I DON’T WANT THEM TO go.

I know I will forget them if they leave now.

I think about running down the 86 flights of stairs of the Empire State Building to the street so I can hold up my hands, block their way, scream, “Don’t go!”

But if I do, I’m certain one of them will eat me—probably the T. rex. It’ll lift my body with its furious hands, crunch my bones with its massive jaws, chew my tendons with its sharp incisors.

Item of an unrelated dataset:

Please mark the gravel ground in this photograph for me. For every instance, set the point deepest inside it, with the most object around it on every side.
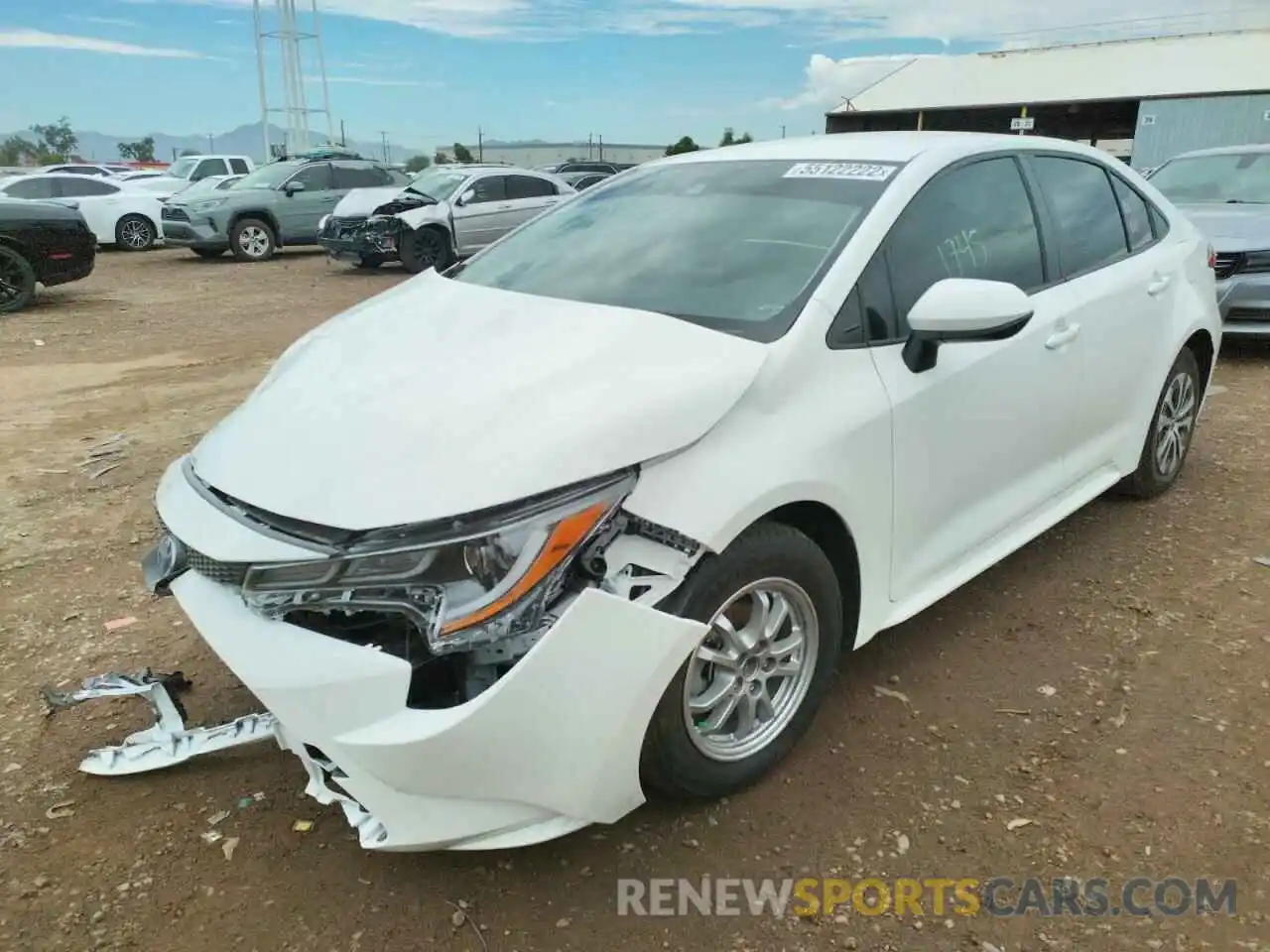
(1107, 683)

I can’t stop them: The dinosaurs are leaving New York City.

Hundreds and hundreds of them in all shapes and sizes, radiating out from the doors of the American Museum of Natural History, walking into the Holland Tunnel, crossing the Brooklyn Bridge, wading through the Hudson River.

They are in groups and alone:

A family of triceratops, the mother nudging a young one with her nose, an impatient stomp of her front foot.

A T. rex angrily swiping its tiny arms at abandoned cars.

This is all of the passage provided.